Above is a January 1957 Confidential with Joan Crawford in the spotlight and Elvis in the wings. The Crawford story involves her playing cougar with a boytoy bartender. She’d call, or have an assistant call, and he’d drop everything, scurry over to her house, and be seen leaving the next morning. Pretty salacious claim, but of course, the bartender is never named and so the story is impossible to prove. The Elvis article is in a similar vein. Basically, Presley signed an autograph on a girl’s bare skin, and she ended up going home with him. The next morning the girl called a friend to have the signature photographed before she showered it off. You can get a sense from these two pieces just how extensive Confidential’s network of spies was, and who they were—cabbies, switchboard operators, busboys, mailmen, and doormen. You can also, if you imagine yourself as a movie star, get a sense of how paranoid Hollywood players must have been. Every misstep—no matter how small—was splashed across Confidential’s pages. For a while, the stars simply hoped against hope they could stay under the radar, but eventually they went on the offensive and ran Confidential into the ground with lawsuits. But in 1957, the magazine was still at the height of its power, selling millions of copies and being read secondhand by millions more who were too prim to be seen buying a scandal sheet. Confidential’s actual circulation may have been quadruple its sales figures. Humphrey Bogart said it best: “Everybody reads it but they say the cook brought it into the house.”

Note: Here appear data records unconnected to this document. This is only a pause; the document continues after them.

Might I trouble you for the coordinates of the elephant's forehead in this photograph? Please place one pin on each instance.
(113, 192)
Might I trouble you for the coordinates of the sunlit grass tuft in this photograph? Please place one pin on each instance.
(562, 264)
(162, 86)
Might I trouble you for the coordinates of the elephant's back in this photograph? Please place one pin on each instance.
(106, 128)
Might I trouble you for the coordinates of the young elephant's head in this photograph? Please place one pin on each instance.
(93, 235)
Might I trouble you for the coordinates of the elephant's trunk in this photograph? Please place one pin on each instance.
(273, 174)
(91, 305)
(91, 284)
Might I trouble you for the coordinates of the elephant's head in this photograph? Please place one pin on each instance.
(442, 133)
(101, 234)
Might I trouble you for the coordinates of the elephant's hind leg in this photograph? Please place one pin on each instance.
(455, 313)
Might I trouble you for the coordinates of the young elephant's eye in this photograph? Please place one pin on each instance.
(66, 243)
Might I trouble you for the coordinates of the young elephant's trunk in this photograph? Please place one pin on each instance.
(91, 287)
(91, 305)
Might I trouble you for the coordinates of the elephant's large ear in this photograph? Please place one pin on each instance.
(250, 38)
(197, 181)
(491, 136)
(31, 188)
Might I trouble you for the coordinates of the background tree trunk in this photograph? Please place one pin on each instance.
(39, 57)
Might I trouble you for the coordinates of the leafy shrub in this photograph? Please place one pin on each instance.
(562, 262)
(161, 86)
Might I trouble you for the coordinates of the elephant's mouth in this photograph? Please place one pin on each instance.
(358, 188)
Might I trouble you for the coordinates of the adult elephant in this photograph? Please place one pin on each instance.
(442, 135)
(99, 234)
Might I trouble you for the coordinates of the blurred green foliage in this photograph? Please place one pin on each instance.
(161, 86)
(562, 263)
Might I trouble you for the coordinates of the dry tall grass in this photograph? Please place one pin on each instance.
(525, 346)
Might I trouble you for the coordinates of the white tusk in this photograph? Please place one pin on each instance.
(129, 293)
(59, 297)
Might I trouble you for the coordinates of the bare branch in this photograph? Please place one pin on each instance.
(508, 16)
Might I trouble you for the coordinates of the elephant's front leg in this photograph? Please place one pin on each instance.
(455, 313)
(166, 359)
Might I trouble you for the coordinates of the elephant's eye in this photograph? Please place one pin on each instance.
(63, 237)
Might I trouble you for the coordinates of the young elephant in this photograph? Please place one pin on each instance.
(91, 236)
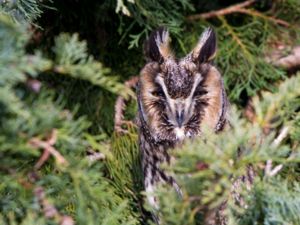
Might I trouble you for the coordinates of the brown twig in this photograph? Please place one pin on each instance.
(49, 209)
(48, 150)
(221, 12)
(258, 14)
(287, 62)
(120, 107)
(237, 8)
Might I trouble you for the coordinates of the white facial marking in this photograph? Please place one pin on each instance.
(179, 133)
(150, 197)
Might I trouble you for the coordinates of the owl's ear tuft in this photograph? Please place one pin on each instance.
(205, 50)
(157, 47)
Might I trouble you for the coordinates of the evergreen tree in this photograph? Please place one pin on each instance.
(64, 63)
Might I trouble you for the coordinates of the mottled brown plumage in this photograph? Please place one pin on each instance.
(176, 98)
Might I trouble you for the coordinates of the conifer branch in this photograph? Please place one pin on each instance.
(221, 12)
(48, 150)
(49, 209)
(288, 62)
(237, 8)
(258, 14)
(236, 38)
(120, 107)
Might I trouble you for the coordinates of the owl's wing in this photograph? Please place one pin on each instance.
(215, 113)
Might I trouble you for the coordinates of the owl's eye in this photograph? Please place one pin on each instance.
(199, 92)
(158, 93)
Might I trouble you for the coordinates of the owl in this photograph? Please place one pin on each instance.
(176, 98)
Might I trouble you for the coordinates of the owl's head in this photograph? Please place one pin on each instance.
(178, 96)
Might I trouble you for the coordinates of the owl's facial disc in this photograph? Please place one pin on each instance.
(179, 109)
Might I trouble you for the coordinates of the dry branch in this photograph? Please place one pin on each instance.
(288, 62)
(48, 150)
(120, 107)
(49, 209)
(237, 8)
(221, 12)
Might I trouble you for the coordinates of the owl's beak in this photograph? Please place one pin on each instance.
(180, 117)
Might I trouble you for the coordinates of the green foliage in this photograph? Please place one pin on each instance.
(72, 59)
(73, 184)
(207, 167)
(55, 91)
(22, 10)
(148, 15)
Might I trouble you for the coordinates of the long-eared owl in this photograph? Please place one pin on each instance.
(176, 98)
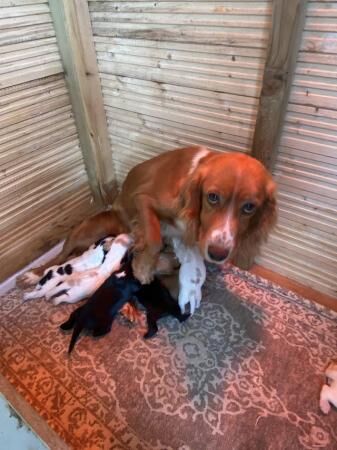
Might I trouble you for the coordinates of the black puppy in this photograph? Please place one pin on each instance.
(98, 314)
(158, 303)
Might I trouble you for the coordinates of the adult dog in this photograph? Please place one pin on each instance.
(220, 204)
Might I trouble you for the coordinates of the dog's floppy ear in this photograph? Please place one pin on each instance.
(190, 206)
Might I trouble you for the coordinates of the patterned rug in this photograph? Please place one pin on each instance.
(243, 373)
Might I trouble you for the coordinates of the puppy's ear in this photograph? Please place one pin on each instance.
(190, 206)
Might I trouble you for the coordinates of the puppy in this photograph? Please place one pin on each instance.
(79, 285)
(53, 276)
(329, 390)
(158, 303)
(98, 314)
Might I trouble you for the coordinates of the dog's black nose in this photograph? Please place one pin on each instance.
(217, 253)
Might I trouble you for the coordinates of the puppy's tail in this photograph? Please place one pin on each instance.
(77, 331)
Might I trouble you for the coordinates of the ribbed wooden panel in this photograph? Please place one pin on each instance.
(177, 73)
(304, 246)
(43, 184)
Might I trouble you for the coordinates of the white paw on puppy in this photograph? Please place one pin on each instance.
(69, 284)
(192, 275)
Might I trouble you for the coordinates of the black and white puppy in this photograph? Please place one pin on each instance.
(158, 303)
(98, 314)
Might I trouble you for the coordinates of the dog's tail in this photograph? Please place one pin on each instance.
(76, 332)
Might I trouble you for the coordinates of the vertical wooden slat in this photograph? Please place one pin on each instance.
(288, 18)
(74, 36)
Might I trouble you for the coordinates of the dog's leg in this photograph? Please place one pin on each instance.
(147, 240)
(192, 275)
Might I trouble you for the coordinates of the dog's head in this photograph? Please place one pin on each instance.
(229, 199)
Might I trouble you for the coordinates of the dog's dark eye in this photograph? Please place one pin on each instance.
(248, 208)
(213, 198)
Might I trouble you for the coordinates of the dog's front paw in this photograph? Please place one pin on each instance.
(189, 296)
(27, 279)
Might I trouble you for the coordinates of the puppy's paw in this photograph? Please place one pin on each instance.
(143, 274)
(190, 297)
(325, 406)
(131, 313)
(27, 279)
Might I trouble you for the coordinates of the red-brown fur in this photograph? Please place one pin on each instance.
(162, 190)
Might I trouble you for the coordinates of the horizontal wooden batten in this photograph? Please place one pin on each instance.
(44, 188)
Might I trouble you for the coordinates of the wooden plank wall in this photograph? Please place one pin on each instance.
(304, 246)
(43, 184)
(176, 73)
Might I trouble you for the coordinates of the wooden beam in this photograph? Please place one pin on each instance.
(288, 18)
(74, 35)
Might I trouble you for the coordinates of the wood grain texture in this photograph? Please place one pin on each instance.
(287, 24)
(73, 31)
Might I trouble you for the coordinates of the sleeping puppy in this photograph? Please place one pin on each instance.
(79, 285)
(98, 314)
(158, 303)
(90, 259)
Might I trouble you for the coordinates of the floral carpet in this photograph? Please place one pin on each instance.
(243, 373)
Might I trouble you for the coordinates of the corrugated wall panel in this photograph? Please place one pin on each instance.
(176, 73)
(304, 246)
(43, 184)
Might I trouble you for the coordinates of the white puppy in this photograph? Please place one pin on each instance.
(192, 275)
(72, 288)
(329, 390)
(90, 259)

| Vintage Pulp | Jul 16 2009 |


Here’s a movie we’ve seen a bunch—The Enforcer, with Humphrey Bogart and Zero Mostel. The film’s Israeli promo art is fantastic, and is another example of Bogie’s impeccable fashion sense. He proves here that it’s possible to pull off the very tricky fedora/bowtie/pistol look, and as a bonus, he even rocks a pocket square and sports a couple of rings. It’s not for amateurs, but if you think you’ve got the moxie, try this multiple accessory look and see if you don’t get laid. In the meantime we have more great Enforcer posters below from Germany, Poland, Italy, and Spain.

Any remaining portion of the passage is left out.